Ein weiterer Denkansatz:
In einer Hand voll philosophischer Diskussionen stellt man sich die Frage, inwieweit ein Mensch schuldfähig ist, wo doch beinahe bewiesen sei, dass er keinen freien Willen besäße. Ich halte diese Einschätzung von vornherein für falsch, nicht zuletzt weil das Fehlen eines freien Willens eine metaphysisch aufgeblasene Annahme ohne Halt noch Realitätssinn ist. Ich denke aber wohl, dass man die Schulfähigkeit eines Individuums an den Determinanten messen sollte, denen es unterliegt. Eine dieser Determinanten ist beispielsweise das ökonomische Dasein, denn während er sich natürlich entscheiden kann, nicht gesellschaftswidrig zu handeln – zumal es seinen Nutzen nicht maximiert, 5 Jahre wegen Raubkopiererei abzusitzen -, bleibt die Frage, ob eine Gesellschaft Handlungen bestrafen kann, welche durch wesensgebende Eigenschaften des Menschen hervorgerufen werden und für welche sie nicht in der Lage ist, ernstzunehmende Alternativen zu schaffen. Wenn versagte Freiheit nämlich zu einem Verbrechen führt, ist es kein Verbrechen mehr im eigentlichen Sinne, es ist mehr ein Unfall. Zumindest, wenn man sehr schicksalsgläubig ist.

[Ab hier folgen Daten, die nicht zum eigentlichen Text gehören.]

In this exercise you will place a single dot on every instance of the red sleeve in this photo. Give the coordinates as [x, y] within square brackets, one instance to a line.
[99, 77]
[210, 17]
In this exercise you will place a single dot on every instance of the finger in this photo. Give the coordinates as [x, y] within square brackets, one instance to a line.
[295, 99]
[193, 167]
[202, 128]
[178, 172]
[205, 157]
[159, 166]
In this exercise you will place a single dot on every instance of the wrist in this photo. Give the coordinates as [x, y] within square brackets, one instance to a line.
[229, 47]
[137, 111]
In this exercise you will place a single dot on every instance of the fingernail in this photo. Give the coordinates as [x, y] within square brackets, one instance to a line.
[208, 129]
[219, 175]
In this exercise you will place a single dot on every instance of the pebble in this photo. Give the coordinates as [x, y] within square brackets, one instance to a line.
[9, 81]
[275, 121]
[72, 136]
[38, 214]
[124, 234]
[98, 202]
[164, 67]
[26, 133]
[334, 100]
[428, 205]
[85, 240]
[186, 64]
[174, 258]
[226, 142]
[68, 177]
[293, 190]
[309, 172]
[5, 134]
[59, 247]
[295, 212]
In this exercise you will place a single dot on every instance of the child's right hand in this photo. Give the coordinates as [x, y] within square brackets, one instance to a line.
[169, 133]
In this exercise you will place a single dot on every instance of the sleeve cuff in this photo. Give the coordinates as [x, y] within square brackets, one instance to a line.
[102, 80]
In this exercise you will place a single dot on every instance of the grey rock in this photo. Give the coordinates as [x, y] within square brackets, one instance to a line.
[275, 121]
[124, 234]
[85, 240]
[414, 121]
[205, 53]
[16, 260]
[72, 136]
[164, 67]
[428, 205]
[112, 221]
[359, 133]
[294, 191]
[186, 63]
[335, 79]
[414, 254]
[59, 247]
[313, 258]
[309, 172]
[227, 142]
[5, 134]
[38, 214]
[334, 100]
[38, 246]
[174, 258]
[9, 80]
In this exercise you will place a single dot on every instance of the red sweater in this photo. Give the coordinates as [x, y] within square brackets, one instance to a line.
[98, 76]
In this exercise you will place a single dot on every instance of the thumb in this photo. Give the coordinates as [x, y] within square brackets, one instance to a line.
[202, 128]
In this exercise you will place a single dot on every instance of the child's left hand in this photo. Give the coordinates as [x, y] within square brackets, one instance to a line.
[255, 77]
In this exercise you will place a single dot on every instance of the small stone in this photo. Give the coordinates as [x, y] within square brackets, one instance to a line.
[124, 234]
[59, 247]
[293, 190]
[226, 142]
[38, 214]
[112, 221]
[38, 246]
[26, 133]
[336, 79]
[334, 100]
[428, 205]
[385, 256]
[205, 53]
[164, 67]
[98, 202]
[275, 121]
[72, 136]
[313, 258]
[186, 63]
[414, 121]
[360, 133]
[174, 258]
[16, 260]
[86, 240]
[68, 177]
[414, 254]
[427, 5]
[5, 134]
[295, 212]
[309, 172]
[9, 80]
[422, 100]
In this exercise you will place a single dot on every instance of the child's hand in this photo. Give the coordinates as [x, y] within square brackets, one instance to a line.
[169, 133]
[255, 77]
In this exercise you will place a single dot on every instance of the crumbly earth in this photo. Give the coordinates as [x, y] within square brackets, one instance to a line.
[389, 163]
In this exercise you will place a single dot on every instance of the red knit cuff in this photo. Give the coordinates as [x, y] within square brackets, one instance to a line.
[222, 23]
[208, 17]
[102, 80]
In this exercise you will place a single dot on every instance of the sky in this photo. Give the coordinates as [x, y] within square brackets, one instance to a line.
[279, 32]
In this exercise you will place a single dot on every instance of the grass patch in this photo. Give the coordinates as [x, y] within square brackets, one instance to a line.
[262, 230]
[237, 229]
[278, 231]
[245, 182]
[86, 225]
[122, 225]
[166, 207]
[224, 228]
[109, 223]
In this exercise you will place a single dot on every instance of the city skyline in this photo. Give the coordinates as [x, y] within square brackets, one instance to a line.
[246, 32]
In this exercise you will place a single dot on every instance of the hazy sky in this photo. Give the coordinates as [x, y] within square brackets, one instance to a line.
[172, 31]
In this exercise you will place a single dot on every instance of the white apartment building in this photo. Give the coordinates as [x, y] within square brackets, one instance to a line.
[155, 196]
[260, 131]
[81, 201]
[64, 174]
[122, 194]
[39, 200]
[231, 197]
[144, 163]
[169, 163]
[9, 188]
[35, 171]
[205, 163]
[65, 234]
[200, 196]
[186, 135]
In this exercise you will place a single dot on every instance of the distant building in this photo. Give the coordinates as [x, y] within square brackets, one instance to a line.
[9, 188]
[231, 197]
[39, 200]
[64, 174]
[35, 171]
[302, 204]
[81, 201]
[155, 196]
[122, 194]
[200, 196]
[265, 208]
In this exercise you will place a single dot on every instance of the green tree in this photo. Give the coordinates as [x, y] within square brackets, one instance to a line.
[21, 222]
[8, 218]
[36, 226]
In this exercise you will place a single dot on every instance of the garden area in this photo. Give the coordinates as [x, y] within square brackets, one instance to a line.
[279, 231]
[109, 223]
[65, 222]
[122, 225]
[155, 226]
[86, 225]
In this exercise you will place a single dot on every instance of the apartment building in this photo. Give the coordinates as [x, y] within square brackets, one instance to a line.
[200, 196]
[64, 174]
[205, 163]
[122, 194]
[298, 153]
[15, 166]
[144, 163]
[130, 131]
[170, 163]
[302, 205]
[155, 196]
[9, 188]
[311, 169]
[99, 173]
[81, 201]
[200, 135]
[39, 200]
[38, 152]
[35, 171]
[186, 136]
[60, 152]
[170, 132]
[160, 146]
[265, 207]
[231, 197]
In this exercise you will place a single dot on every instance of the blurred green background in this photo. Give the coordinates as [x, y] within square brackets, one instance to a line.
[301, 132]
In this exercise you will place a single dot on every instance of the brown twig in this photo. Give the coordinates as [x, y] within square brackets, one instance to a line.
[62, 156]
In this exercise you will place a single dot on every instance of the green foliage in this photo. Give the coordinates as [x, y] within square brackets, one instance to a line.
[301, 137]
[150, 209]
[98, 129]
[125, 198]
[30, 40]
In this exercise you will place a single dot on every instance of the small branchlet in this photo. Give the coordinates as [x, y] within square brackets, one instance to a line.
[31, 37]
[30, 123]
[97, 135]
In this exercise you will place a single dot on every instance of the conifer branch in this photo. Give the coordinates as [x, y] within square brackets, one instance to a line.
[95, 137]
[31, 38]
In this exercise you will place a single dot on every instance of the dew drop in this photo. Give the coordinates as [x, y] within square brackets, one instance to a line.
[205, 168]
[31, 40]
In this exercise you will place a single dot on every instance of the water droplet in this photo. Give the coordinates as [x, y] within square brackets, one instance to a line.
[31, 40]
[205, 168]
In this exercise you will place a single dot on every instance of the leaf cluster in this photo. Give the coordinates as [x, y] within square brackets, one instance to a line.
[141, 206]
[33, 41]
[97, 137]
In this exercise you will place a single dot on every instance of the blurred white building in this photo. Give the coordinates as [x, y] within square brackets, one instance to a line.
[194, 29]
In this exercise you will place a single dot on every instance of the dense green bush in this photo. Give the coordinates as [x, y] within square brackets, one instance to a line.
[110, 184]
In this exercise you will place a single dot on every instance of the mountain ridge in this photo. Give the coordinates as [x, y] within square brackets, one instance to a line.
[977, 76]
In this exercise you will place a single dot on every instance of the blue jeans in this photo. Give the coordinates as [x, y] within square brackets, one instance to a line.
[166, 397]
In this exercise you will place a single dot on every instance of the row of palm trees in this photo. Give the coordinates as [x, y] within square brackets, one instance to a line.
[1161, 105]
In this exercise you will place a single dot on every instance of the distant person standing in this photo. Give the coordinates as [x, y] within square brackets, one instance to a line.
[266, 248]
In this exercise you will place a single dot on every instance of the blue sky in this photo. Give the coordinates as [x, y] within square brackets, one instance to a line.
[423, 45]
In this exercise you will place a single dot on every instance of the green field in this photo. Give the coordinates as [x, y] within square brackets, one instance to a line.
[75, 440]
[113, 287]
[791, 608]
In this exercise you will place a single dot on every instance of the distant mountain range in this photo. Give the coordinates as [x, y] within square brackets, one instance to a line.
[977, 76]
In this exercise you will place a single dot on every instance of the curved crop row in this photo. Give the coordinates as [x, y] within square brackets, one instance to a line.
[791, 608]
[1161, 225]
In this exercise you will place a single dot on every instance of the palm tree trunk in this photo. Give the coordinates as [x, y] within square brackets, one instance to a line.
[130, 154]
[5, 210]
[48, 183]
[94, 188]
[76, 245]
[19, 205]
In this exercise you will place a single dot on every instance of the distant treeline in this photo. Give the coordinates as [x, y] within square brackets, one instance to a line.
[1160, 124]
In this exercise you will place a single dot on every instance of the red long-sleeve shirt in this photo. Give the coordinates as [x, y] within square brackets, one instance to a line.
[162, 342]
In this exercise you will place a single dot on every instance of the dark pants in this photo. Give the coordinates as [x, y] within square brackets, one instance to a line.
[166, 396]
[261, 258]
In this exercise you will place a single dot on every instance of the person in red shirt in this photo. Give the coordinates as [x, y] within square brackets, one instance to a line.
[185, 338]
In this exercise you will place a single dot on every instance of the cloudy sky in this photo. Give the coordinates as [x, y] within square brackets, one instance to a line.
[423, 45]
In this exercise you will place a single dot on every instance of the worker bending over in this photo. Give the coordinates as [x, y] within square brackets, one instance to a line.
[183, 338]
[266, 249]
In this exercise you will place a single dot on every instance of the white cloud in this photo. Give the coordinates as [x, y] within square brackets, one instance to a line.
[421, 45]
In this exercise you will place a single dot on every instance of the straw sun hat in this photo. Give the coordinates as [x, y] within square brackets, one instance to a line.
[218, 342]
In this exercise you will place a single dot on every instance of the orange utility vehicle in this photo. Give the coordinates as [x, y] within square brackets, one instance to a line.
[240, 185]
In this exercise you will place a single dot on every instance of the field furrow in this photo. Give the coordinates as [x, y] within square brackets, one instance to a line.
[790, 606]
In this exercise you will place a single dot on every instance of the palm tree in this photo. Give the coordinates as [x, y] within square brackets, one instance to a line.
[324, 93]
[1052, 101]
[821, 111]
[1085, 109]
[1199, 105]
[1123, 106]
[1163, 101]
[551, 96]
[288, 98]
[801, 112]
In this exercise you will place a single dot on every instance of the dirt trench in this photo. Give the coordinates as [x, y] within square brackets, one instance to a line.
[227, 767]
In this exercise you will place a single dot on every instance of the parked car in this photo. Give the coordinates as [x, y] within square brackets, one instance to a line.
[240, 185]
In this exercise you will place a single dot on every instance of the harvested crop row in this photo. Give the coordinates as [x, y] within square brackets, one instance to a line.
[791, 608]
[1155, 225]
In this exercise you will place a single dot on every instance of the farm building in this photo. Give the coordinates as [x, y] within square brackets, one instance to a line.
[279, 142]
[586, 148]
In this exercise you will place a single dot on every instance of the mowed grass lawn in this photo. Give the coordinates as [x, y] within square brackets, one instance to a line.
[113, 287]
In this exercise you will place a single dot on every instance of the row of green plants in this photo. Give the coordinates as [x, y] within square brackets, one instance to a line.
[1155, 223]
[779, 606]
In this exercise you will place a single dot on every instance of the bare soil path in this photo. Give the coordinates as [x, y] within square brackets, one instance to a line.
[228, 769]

2 Responses to “Das System “Abfalleimer””

  1. Jester Void Says:

    Mir gefallen die Beispiele, insbesondere der Trampelpfad hat es mir angetan. Es ist nicht nur die Schuld derer die über das Gras laufen. Natürlich, sie können den Umweg nehmen und das Gras schonen, aber warum sollten sie? Zusätzlich wäre es doch keine schlechte Idee, genau diese Trampelpfade zu Gehwegen auszubauen.

    Und ebenfalls sehr schön finde ich den Fragenaufwurf, welchen Nutzen jemand bringt, der 5 Jahre wegen Raubkopierens sitzt. Das bringt nicht mal den “bestohlenen” Firmen viel, da auch jeder Raubkopierer ein potentieller Käufer ist. Zudem bedroht ein Raubkopierer niemandes Leben. Darüber sollte man mal nachdenken.